13. Continuous Security Audits and Reviews

The security framework of Zeder LLC is subject and exposed to constant testing including internal and external audits, penetration testing, and vulnerability assessments. These examinations are vital to maintaining a consistent and evolving security posture against the changing dynamics of cyber threats.

14. Contact and Policy Updates

The IT security policies and procedures of Zeder LLC are subject to regular reviews to adapt to new technologies and emerging threats. For inquiries or specific requests for additional security information, the following contact is provided: dpo@selenios.com.

Annex: Google Integrations (Calendar)

"Google API Services User Data Policy" Compliance

Our use of information received from Google APIs adheres to the Google API Services User Data Policy, including the Limited Use requirements.

English canonical wording (required by Google): "Our use of information received from Google APIs will adhere to Google API Services User Data Policy, including the Limited Use requirements."

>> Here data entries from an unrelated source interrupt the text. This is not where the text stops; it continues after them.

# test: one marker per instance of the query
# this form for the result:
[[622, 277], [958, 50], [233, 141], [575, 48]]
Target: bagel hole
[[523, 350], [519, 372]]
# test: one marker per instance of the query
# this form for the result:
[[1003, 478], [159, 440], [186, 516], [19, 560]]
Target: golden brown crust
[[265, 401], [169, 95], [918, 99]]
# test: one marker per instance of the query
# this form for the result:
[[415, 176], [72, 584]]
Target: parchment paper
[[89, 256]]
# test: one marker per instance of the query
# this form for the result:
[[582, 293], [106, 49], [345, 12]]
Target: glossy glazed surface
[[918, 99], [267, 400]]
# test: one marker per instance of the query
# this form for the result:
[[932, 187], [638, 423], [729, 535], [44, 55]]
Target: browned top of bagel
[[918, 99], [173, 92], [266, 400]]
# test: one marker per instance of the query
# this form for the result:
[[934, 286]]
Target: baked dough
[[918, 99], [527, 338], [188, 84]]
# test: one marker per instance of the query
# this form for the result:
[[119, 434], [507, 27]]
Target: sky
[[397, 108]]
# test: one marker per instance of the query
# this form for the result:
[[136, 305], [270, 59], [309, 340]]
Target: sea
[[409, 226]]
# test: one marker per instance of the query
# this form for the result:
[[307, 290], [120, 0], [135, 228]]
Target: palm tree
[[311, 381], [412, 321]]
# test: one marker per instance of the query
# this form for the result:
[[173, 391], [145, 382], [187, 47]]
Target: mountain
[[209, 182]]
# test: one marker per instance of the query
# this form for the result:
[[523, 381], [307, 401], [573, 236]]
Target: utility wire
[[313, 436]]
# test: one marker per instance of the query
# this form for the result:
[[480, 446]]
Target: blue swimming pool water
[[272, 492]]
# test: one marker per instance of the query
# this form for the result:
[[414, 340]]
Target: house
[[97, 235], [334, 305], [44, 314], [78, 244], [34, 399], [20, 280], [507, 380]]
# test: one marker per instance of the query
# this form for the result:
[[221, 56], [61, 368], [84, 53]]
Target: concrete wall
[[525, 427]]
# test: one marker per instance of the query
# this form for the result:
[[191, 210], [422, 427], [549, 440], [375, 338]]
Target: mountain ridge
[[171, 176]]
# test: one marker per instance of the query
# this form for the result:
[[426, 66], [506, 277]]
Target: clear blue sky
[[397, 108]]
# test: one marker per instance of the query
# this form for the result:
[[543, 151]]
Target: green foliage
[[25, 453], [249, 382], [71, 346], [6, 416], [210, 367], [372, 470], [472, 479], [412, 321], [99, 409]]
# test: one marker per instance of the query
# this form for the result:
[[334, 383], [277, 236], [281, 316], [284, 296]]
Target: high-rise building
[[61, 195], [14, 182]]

1. Google Data We Access (Data Accessed)

Google Calendar (to display availability, propose and schedule interviews)

Events: title, description, start and end time, time zone, participants/attendees, video call links (e.g., Google Meet), location and response status.
Availability: free/busy windows to suggest and confirm meetings.
Profile information: user's email address for identification.

Exact scopes:

https://www.googleapis.com/auth/calendar.readonly (read events and availability)
https://www.googleapis.com/auth/calendar.events (create, read and modify events)
https://www.googleapis.com/auth/userinfo.email (obtain user email)

2. How We Use the Data (Data Usage)

Provide visible functions requested by the user: view availability, propose/create/update calendar events.
We do not sell data, we do not use it for advertising targeting or profiling for marketing purposes.
Human access: is prohibited, except for (a) explicit user consent; (b) legal obligation; or (c) security/abuse (e.g., investigating an incident).
Minimization principle: we request and process only the data necessary for the authorized function.

3. Third-Party Sharing (Data Sharing)

We share data exclusively with Amazon Web Services (AWS), which acts as infrastructure and storage processor/subprocessor under contract. AWS processes data only following our instructions, with equivalent security measures and without the right to use it for its own purposes.

Beyond the above, we do not share Google data with third parties except for legal obligation or user consent, in accordance with Limited Use exceptions.

4. Storage, Security and Retention (Storage & Security)

OAuth Tokens: stored encrypted and with role-restricted access; periodic rotation.
Encryption: data protected in transit (TLS) and at rest.
Logs and derived data: we retain only minimum necessary identifiers and states (e.g., event IDs and operational flags) for service continuity.
Retention: we maintain Calendar data while the integration is active and as necessary for providing the authorized functionality.
Deletion: upon deactivating the integration or closing the account, we revoke tokens immediately and delete associated Google synced data within a maximum of 30 days (rotative backup copies purged in ≤ 90 days), except for legally required retentions.

5. User Control: Revocation and Deletion (Revocation & Deletion)

Revoke permissions in Google: the user can withdraw access at any time from their Google Account → Security → Third-party apps with account access → Manage access (also available at myaccount.google.com/permissions).

From Selenios: the user can deactivate the integration and/or request deletion of their account and synced data by writing to dpo@selenios.com; we process the deletion according to the timeframes in point 4.

6. In-Product Notices

We display clear notices alongside functions that use Google data (e.g., when connecting Calendar or creating an event), indicating what data will be used and for what purpose, before the user confirms.

7. Changes and Verification

If we expand the scope of data or its use, we will update this section and, when applicable, request additional verification from Google before requesting new permissions.